From 2000–2019, heat‑related causes claimed over 480,000 lives annually, while air conditioning contributed to approximately 12.3% of greenhouse gas emissions in the U.S., thus fuelling a cooling paradox where more cooling breeds more warming. As heat waves intensify, conventional clothing is reaching its limits. This stand‑alone perspective proposes that sustainable personal cooling is essential for public health, worker safety, and decarbonisation, thus showcasing the leadership of PolyU across the fields of textile engineering, wearable technologies, thermodynamics, and artificial intelligence (AI).
The article lays out a roadmap that unites four pathways—radiation, conduction, convection, and evaporation—towards next‑generation fabrics and smart systems. Highlights include spectrum‑engineered textiles that reject solar load and urban heat while radiating body heat, plus moisture‑responsive, breathable architectures that vent warm, humid air. Materials strategies span high‑conductivity fillers to aerogel‑inspired insulating fibres. Flexible organic photovoltaics with bidirectional electrocaloric modules expand the range of thermal comfort. Particularly, moisture management technologies advanced by Prof Shou enable optimised capillary evaporation, directional removal of sweat droplets, and low‑voltage e‑wicking systems that actively pump sweat for a consistently cool, dry feeling.
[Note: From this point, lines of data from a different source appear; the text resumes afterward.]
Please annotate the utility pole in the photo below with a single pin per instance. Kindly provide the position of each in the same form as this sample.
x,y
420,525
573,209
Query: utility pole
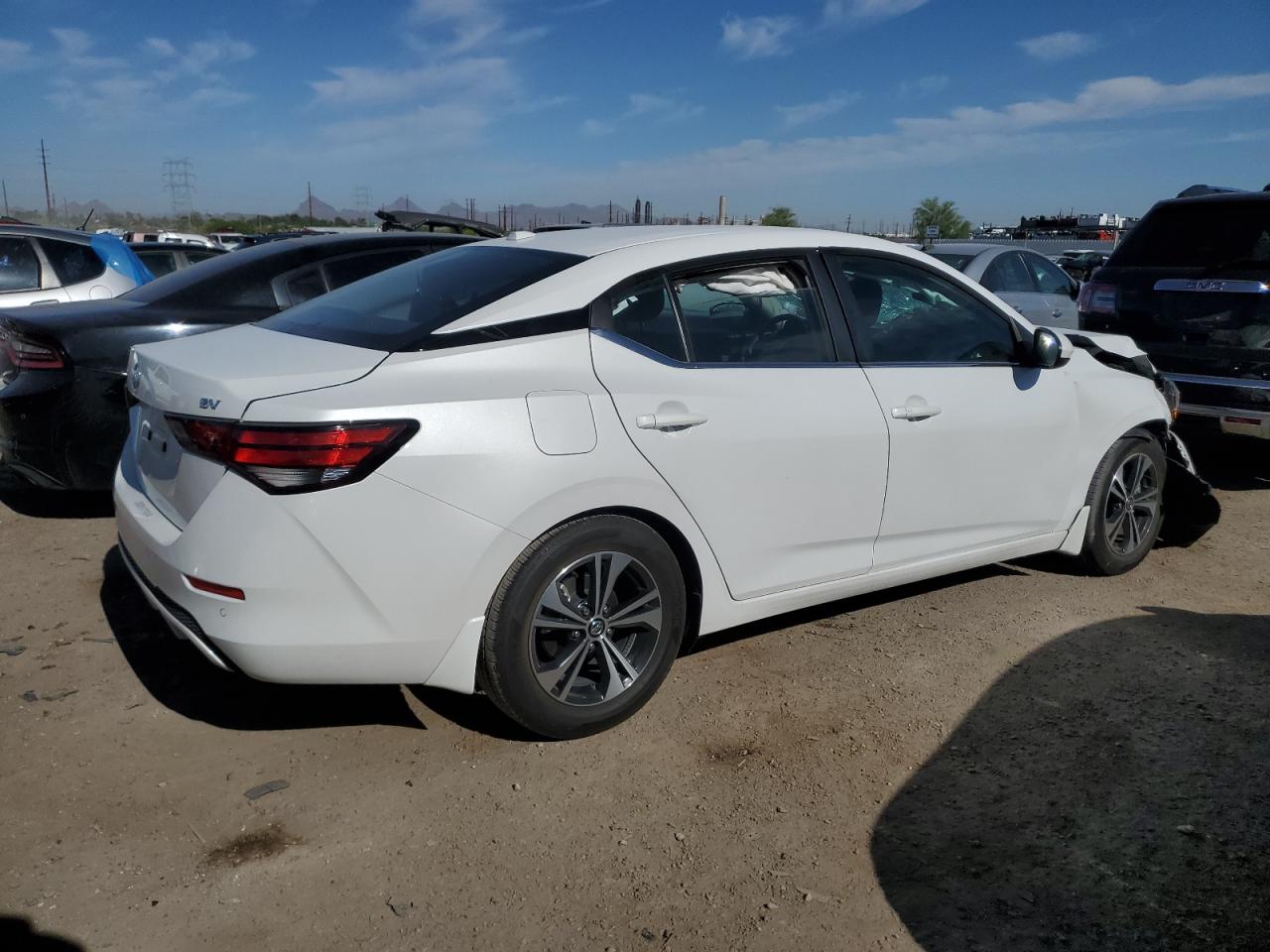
x,y
180,181
362,202
49,195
Looking ahead, AI‑driven, self‑adaptive garments will learn from real‑time physiological and environmental conditions, harvest ambient energy (tribo/piezo/thermo/moisture‑electric), and orchestrate mode‑selective cooling. Integrated textile sensors and fibre‑based coolers will enable proactive, user‑friendly thermoregulation. Sustainable, monomaterial designs and minimised coatings will enhance recyclability, and standardised metrics are urgently needed to accelerate responsible, at‑scale adoption.
The research was supported by the Research Grants Council, the Innovation and Technology Fund, and PolyU’s Endowed Young Scholars Scheme. Dr Ziqi Li contributed as co-author of the paper.